Re: Singularity: AI Morality

From: Eliezer S. Yudkowsky (sentience@pobox.com)
Date: Mon Dec 07 1998 - 12:27:02 MST


I think the features you named are too central to useful intelligence to be eliminated.

Billy Brown wrote:
>
> If we are going to write a seed AI, then I agree with you that it is
> absolutely critical that its goal system function on a purely rational
> basis. There is no way a group of humans is going to impose durable
> artificial constraints on a self-modifying system of that complexity.

Hallelujah, I finally found someone sane! Yes, that's it exactly.

> However, this only begs the question - why build a seed AI?

Primarily to beat the nanotechnologists.

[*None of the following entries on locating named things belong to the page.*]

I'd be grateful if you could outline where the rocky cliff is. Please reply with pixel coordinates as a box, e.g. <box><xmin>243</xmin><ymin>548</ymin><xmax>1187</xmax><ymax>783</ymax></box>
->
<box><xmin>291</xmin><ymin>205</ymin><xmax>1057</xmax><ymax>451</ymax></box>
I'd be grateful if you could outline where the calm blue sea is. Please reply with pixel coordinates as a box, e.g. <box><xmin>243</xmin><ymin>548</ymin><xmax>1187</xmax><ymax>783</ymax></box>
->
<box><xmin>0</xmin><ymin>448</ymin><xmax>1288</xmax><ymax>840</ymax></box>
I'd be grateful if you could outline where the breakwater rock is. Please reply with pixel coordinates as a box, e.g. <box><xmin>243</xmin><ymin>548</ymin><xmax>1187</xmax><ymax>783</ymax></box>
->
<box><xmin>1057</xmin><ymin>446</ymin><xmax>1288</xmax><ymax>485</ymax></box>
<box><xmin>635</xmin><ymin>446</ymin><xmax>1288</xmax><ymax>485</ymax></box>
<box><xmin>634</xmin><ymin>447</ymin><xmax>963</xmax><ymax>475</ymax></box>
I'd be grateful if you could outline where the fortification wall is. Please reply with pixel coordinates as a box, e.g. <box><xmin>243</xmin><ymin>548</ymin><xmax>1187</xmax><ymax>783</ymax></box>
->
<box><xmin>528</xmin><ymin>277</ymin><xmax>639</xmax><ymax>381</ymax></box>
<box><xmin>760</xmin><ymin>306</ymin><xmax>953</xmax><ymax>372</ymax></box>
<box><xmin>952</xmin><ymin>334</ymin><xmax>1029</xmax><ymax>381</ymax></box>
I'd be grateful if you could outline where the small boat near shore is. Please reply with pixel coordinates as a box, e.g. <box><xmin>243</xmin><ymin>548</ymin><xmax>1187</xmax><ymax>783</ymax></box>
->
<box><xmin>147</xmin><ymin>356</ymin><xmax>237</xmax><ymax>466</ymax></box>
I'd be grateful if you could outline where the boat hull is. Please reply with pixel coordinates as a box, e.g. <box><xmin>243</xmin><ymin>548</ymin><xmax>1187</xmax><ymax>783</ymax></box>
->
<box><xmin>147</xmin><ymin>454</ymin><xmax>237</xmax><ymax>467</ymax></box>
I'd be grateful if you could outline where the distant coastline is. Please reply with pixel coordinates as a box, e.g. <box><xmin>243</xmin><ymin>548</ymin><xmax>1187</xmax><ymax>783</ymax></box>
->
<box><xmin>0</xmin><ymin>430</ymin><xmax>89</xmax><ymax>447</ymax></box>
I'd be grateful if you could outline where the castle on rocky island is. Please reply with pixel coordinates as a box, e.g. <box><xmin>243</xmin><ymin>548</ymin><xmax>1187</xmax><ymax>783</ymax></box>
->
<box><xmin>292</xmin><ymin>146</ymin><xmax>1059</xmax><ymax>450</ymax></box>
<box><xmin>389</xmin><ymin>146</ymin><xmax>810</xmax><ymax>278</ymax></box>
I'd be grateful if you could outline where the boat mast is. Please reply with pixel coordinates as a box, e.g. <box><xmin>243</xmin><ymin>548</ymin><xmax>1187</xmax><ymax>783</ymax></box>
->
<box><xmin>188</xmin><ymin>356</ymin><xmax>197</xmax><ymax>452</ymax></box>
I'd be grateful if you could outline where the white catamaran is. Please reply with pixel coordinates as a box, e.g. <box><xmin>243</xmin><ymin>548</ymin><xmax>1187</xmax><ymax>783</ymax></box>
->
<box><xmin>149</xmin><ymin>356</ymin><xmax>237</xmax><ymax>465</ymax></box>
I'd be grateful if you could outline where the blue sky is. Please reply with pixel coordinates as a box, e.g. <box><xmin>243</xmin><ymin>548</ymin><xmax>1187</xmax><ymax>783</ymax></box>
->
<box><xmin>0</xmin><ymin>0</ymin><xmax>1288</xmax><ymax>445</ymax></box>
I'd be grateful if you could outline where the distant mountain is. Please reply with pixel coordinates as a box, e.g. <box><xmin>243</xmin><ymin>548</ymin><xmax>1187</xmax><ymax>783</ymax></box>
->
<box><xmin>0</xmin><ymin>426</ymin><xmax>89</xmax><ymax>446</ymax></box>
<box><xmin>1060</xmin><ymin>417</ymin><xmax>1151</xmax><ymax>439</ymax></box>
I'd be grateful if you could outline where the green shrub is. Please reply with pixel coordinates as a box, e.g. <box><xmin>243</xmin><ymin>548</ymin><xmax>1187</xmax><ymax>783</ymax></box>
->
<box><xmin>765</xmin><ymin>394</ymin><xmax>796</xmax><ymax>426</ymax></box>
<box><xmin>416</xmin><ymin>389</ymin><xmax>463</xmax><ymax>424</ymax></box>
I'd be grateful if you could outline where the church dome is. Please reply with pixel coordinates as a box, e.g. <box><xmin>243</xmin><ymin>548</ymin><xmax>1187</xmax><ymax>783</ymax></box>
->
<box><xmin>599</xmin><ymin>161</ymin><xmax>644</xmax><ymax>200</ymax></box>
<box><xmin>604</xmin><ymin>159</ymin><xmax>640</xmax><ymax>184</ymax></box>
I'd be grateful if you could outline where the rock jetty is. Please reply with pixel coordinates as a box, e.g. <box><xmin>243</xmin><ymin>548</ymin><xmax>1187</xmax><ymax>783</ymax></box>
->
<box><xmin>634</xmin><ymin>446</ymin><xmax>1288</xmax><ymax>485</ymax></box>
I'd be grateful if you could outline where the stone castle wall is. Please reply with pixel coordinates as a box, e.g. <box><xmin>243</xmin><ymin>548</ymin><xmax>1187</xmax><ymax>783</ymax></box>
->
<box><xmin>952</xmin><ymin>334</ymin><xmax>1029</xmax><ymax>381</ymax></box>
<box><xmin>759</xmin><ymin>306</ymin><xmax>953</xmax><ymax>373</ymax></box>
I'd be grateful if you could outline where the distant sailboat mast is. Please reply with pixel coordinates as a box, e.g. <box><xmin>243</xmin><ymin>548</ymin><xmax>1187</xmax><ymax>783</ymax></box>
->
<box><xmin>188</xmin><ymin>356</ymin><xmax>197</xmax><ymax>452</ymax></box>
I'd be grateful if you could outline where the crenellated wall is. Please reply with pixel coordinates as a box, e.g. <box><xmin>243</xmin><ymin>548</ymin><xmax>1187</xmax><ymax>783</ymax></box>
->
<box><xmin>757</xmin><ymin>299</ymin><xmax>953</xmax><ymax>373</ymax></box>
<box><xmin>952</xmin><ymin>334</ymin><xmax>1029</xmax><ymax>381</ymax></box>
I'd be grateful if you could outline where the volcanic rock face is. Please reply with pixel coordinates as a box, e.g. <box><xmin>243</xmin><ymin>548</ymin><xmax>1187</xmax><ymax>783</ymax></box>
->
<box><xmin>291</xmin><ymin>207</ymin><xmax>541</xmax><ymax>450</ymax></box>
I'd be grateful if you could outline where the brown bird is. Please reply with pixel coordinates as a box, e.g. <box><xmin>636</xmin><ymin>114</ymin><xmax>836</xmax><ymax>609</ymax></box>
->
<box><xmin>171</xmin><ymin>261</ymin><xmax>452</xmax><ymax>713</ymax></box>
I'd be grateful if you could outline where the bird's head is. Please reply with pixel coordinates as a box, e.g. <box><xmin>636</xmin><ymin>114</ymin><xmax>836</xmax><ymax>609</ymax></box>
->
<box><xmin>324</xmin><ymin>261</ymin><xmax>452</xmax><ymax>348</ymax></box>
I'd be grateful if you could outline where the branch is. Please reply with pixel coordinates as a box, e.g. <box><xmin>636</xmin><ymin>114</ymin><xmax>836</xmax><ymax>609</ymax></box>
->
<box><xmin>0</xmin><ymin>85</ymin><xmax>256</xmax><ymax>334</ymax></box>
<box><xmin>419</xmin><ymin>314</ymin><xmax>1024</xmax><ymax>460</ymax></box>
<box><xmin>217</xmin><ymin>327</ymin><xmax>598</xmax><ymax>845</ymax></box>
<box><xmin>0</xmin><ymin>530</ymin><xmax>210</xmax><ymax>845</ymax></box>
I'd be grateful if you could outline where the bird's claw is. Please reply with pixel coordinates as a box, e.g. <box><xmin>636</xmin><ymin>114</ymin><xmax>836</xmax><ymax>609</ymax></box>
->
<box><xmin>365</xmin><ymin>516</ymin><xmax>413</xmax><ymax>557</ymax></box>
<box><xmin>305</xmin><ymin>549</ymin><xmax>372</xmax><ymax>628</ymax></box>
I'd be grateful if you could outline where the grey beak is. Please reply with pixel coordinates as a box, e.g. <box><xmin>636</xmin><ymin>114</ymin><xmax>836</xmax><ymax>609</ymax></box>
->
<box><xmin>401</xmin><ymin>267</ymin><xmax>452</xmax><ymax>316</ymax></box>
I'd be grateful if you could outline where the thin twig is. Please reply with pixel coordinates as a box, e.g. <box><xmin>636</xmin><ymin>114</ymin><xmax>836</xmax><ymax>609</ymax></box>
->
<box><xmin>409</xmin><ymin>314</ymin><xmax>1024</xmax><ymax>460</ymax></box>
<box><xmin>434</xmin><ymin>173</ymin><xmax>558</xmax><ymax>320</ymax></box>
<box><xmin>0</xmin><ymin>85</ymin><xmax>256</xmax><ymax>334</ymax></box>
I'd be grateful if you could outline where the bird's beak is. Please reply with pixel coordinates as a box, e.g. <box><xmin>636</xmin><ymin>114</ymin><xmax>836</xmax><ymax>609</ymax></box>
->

If nuclear war doesn't get us in
Y2K, grey goo will get us a few years later. (I can't even try to slow it
down... that just puts it in Saddam Hussein's hands instead of Zyvex's.)

> More specifically, why attempt to create a sentient, self-enhancing entity?
> Not only is this an *extremely* dangerous undertaking,

Someone's going to do it eventually, especially if the source code of a
crippleware version is floating around, and certainly if the good guys do
nothing for a few decades. The key safety question is not _if_, but _when_
(and _who_!).

> but it requires that
> we solve the Hard Problem of Sentience using merely human mental faculties.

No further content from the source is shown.